Por João Batista Damasceno

Compete ao STF, precipuamente, a guarda da Constituição é o que diz o seu Artigo 102. E o STF tem proferido decisões que resguardam a Constituição. Duas decisões proferidas esta semana pelo STF ressaltam a importância do Estado de Direito. Numa, por maioria dos votos (9×2), o STF decidiu manter a possibilidade de restrição temporária da realização de atividades religiosas coletivas presenciais, como medida de enfrentamento da pandemia de covid-19.

Tal decisão não fere a liberdade religiosa, pois a fé poderá ser praticada sem qualquer restrição. O que se restringe é a possibilidade de aglomeração. Decidiu o STF que a prioridade do atual momento é a proteção à vida. A maioria dos ministros destacou a relevância da liberdade de religião e de crença, porém, com base em critérios técnicos e científicos, avaliou que as restrições são adequadas e necessárias para conter a transmissão do vírus e evitar o colapso do sistema de Saúde. Ao considerar que a medida é emergencial, temporária e excepcional, essa vertente observou que tal limitação resguarda os direitos de proteção à vida e à saúde, também protegidos constitucionalmente.

Em outra decisão, o ministro Luís Roberto Barroso determinou que o Senado adote as providências necessárias para a instalação da CPI para apurar eventuais omissões do governo federal no enfrentamento da pandemia da covid-19. Na liminar, o ministro Barroso destacou que a Constituição estabelece que as CPIs devem ser instaladas sempre que três requisitos forem preenchidos: 1) assinatura de um terço dos integrantes da Casa legislativa; 2) indicação de fato determinado a ser apurado; e 3) definição de prazo certo para duração.

Presentes os requisitos para a instalação das CPIs não pode um único senador, ainda que seja o presidente do Senado, impedir a instalação pretendida pelo coletivo de senadores que assinarem o requerimento. O presidente do Senado não tem poder para analisar a conveniência política de instalar as CPIs, quando atendidos os requisitos. Se tivesse, a vontade de um único senador estaria se sobrepondo a vontade dos demais.

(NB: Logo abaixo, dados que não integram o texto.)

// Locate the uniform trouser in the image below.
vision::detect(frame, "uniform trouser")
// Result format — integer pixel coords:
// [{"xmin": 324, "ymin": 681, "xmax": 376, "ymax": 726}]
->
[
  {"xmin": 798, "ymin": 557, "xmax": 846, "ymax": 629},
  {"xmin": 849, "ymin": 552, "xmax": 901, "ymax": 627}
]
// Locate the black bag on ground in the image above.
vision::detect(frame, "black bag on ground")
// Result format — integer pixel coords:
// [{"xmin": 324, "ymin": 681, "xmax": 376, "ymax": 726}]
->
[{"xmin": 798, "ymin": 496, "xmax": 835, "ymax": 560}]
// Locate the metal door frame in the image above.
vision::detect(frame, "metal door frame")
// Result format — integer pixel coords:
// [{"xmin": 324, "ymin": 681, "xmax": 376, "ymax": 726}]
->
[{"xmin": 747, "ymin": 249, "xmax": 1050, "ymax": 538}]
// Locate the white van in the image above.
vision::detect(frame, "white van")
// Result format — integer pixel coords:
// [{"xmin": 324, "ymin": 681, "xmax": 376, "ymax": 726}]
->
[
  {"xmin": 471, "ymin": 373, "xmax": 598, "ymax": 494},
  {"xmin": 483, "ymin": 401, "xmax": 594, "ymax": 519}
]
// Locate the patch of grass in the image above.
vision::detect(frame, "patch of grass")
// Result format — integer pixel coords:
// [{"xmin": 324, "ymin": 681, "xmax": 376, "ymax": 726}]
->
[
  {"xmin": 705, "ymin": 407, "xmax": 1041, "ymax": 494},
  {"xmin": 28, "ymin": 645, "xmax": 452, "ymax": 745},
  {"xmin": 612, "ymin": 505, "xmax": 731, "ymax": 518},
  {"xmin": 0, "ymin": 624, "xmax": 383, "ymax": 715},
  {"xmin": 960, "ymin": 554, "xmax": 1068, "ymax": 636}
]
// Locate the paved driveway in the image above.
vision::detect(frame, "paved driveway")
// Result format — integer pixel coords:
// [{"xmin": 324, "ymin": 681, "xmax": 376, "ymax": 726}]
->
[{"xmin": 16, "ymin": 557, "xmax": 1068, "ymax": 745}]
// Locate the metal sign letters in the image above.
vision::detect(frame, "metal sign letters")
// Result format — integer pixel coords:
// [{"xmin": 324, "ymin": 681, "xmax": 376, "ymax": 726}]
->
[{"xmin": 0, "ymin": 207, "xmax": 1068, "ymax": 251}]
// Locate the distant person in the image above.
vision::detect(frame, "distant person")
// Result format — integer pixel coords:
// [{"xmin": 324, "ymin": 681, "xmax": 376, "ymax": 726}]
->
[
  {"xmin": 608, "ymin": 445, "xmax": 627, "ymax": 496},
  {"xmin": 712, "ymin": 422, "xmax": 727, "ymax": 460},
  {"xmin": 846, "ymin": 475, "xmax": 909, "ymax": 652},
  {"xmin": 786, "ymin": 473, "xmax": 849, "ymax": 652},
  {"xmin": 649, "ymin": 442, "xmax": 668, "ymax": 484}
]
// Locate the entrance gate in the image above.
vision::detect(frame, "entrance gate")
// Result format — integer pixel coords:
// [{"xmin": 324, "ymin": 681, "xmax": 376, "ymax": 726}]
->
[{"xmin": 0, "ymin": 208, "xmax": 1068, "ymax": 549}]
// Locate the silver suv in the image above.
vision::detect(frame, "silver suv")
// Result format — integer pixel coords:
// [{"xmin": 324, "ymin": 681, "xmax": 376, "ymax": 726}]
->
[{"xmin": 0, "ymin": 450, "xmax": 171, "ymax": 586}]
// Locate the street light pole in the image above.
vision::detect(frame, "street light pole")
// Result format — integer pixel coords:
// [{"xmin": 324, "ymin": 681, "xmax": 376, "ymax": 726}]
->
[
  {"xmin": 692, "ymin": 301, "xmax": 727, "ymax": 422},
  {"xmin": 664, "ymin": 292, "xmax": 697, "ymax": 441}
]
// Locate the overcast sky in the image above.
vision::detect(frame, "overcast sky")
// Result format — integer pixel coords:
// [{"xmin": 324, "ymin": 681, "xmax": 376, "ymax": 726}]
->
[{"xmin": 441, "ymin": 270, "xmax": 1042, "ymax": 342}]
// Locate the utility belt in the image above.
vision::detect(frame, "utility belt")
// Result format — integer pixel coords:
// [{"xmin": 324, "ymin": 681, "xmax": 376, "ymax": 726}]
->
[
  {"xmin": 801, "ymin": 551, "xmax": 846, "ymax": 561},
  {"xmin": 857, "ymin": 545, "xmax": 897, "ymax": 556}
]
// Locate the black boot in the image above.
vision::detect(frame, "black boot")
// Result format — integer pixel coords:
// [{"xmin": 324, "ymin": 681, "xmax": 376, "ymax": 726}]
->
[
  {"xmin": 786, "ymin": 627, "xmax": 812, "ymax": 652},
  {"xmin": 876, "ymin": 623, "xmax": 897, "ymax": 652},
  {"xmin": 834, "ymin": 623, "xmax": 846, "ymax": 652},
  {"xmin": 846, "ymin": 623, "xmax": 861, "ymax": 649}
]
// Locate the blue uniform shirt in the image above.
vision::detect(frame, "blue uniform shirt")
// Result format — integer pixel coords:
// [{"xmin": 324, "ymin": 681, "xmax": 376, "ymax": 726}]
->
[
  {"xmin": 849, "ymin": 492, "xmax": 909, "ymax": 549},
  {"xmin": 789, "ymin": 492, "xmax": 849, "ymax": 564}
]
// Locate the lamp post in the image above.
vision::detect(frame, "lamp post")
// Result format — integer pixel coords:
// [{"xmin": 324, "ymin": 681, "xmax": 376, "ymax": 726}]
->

O ministro Barroso salientou que não se pode negar o direito à instalação das CPIs em caso de cumpridas as exigências, sob pena de se ferir o direito da minoria parlamentar. “Trata-se de garantia que decorre da cláusula do Estado Democrático de Direito e que viabiliza às minorias parlamentares o exercício da oposição democrática. Tanto é assim que o quórum é de um terço dos membros da casa legislativa, e não de maioria. Por esse motivo, a sua efetividade não pode estar condicionada à vontade parlamentar predominante”. O ministro justificou a concessão da liminar com a urgência em razão do agravamento da crise sanitária no país que está “em seu pior momento, batendo lamentáveis recordes de mortes diárias e de casos de infecção”.

Não faltaram vozes alegando que se está diante da judicialização da política. Mas, não se trata de disto. Ao contrário, trata-se de controle de legalidade. Num Estado de Direito todos estão subordinados à lei. Os cidadãos podem tudo o que a lei não proíbe. Mas, os agentes públicos são obrigados a fazer o que a lei manda.

Tanto na determinação de instalação da “CPI da Pandemia”, para apurar responsabilidade do presidente da República e seus auxiliares, quanto na decisão que julgou constitucional a restrição de cultos presenciais, o STF se pautou pelo bem mais precioso que uma pessoa pode ter: a vida.

Que todos tenham vida e que a tenham em abundância!


JOÃO BATISTA DAMASCENO – Professor da UERJ, Doutor em Ciência Política (UFF), Juiz de Direito substituto de Desembargador do TJRJ, membro e ex-coordenador da Associação Juízes para a Democracia, colunista do jornal O Dia, conselheiro efetivo da ABI, colunista e membro do Conselho Consultivo do jornal Tribuna da Imprensa Livre.